CONFEDERATE GUERILLAS MASSACRE 150 PEOPLE IN LAWRENCE, KANSAS

Image: An artist’s depiction of the destruction of the city of Lawrence, Kansas, and the massacre of its inhabitants by Confederate guerrillas on August 21, 1863. (Wikimedia Commons.)
The vicious guerilla war in Missouri rolls into Kansas. It triggers one of the most shocking acts of violence during the war when 150 men in the abolitionist town of Lawrence are murdered in a raid by Confederate supporters.
The American Civil War looked very different in Kansas and Missouri than in the rest of the country. Significantly few regular armies were operating there; instead, partisan bands attacked civilians and each other. The causes of the conflict in the region dated back to 1854, when the Kansas-Missouri border became ground zero for tension over slavery. While residents of Kansas Territory were trying to decide the issue of slavery, bands from Missouri, a slave state, began attacking abolitionist settlements in the territory. Abolitionists reacted with equal intensity.
When the Civil War began, the long history of loathing between partisans created unmatched violence. In August 1863, General Thomas Ewing, the Union commander along the border, arrested several wives and sisters of members of a notorious band led by William Quantrill. This gang of outlaws had blackened the region, terrorizing and murdering Union sympathizers. On August 14, the building in Kansas City, Missouri, where the women were held captive, collapsed, killing five.
Quantrill gathered 450 men to obtain revenge. The army, which included future western outlaws like the Younger brothers and Frank and Jesse James, headed for Lawrence, Kansas, long known as the center of abolitionism in Kansas.
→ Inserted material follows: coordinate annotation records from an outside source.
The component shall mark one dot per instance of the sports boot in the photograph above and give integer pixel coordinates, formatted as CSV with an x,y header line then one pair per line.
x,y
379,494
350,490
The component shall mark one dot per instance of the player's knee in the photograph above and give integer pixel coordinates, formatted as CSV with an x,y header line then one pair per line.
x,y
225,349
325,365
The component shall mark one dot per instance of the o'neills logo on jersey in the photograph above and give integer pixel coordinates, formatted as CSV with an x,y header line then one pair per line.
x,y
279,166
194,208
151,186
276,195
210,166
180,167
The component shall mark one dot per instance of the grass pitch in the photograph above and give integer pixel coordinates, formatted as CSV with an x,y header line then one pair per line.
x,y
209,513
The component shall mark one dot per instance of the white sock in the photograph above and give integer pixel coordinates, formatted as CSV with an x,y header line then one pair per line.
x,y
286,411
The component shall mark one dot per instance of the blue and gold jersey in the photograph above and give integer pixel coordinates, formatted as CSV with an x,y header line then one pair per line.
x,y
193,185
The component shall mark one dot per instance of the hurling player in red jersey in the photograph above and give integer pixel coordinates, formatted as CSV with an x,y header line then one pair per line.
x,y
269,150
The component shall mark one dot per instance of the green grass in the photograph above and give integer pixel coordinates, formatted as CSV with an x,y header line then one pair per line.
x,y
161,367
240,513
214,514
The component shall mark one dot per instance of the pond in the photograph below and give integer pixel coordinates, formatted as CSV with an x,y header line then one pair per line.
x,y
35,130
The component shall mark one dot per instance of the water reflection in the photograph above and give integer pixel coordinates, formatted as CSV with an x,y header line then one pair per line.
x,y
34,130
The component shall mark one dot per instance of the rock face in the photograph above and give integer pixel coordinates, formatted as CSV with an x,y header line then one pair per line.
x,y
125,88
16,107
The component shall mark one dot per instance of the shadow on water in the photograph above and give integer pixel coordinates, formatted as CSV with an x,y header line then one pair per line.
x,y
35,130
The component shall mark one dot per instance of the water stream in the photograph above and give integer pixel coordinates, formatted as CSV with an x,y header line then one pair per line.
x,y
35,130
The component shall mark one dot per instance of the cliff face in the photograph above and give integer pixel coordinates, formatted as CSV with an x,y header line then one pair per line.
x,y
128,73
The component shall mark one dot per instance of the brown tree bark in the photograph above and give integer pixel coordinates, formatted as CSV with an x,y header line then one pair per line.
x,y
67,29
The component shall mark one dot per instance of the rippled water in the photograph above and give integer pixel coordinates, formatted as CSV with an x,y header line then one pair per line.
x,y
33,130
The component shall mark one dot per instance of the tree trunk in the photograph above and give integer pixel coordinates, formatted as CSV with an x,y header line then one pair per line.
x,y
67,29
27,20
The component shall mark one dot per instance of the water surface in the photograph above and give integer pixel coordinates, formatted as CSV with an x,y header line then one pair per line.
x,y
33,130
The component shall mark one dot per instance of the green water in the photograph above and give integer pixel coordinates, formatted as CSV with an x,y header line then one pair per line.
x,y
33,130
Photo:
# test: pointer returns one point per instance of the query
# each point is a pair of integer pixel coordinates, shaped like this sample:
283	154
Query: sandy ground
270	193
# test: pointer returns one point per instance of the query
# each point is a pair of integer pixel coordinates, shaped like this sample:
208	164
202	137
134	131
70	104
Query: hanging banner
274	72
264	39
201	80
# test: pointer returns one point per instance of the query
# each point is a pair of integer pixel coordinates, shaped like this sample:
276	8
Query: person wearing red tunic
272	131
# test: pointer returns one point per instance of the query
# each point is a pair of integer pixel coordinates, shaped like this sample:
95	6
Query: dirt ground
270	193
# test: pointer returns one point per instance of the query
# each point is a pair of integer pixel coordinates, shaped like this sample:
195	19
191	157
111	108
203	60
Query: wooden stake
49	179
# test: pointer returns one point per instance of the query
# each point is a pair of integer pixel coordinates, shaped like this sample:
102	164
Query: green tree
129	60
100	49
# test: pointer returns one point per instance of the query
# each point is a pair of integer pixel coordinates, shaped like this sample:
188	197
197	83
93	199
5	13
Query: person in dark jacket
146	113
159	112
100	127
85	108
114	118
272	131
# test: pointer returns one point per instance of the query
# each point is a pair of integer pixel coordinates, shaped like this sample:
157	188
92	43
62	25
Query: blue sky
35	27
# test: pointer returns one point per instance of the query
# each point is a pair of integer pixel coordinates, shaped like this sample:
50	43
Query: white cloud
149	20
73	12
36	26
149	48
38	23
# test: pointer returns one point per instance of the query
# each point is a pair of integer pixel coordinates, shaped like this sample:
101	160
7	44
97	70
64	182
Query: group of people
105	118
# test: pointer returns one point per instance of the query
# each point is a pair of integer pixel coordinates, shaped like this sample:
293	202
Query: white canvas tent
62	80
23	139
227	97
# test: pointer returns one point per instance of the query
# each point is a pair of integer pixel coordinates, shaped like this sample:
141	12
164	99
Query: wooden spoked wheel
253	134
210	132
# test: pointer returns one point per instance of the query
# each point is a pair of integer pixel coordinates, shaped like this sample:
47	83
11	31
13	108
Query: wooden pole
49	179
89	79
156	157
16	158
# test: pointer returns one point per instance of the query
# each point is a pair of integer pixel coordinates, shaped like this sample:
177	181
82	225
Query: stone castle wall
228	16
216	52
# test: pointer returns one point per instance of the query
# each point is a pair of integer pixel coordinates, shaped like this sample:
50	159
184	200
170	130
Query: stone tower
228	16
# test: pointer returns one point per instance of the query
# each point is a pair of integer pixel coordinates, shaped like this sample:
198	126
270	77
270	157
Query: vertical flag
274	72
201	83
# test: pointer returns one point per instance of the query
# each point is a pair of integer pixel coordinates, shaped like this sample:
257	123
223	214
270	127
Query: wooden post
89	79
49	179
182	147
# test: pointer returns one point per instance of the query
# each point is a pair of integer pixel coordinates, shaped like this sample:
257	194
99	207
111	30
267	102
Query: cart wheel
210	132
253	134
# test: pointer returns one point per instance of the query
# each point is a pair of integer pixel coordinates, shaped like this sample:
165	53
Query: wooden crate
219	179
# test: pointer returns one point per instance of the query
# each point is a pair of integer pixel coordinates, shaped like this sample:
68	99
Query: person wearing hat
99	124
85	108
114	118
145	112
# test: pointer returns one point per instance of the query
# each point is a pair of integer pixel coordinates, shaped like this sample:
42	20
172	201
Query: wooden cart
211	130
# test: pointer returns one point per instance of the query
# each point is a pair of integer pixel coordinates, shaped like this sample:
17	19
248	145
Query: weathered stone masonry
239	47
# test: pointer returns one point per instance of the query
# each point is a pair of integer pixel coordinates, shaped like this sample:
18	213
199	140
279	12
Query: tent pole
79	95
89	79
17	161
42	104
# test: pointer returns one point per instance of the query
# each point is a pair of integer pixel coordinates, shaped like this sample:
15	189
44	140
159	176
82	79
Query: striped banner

After kidnapping ten farmers to guide them to Lawrence, the gang killed each of them. Quantrill’s men rode into Lawrence, extracted 182 men from their homes, many in front of their families, and killed them outright. They burned nearly 200 buildings in Lawrence, then rode back to Missouri with Union cavalry close behind.
This incident incited the North and led to even more killing by both sides along the Kansas-Missouri border.
SEIGE OF BUDA

Image: Suleiman the Magnificent (Wikimedia Commons)
On August 21, 1541, Ottoman Turks, under Suleiman the Magnificent, captured Buda, the Hungarian Kingdom’s capital, and dominated central Hungary for 150 years.
The Siege of Buda, part of the Little War in Hungary, was one of the most important Ottoman victories over the Habsburg monarchy during the Ottoman–Habsburg wars (16th to 18th century) in Hungary and the Balkans. It is comparable in importance to the Battle of Mohács in 1526, where Hungary was defeated by Suleiman and the Ottomans and resulted in the partition of Hungary for several centuries between the Ottoman Empire, the Habsburg monarchy, and the Principality of Transylvania.
BATTLE OF THE CAUCASUS

Image: German soldiers in the Caucasus (1942) (Wikimedia Commons)
On August 21, 1942 during World War II, soldiers from the German Wehrmacht’s 1st Mountain Division planted the flag of Nazi Germany on the summit of Mount Elbrus, the highest peak in both the Caucasus and Europe during the Battle of the Caucasus.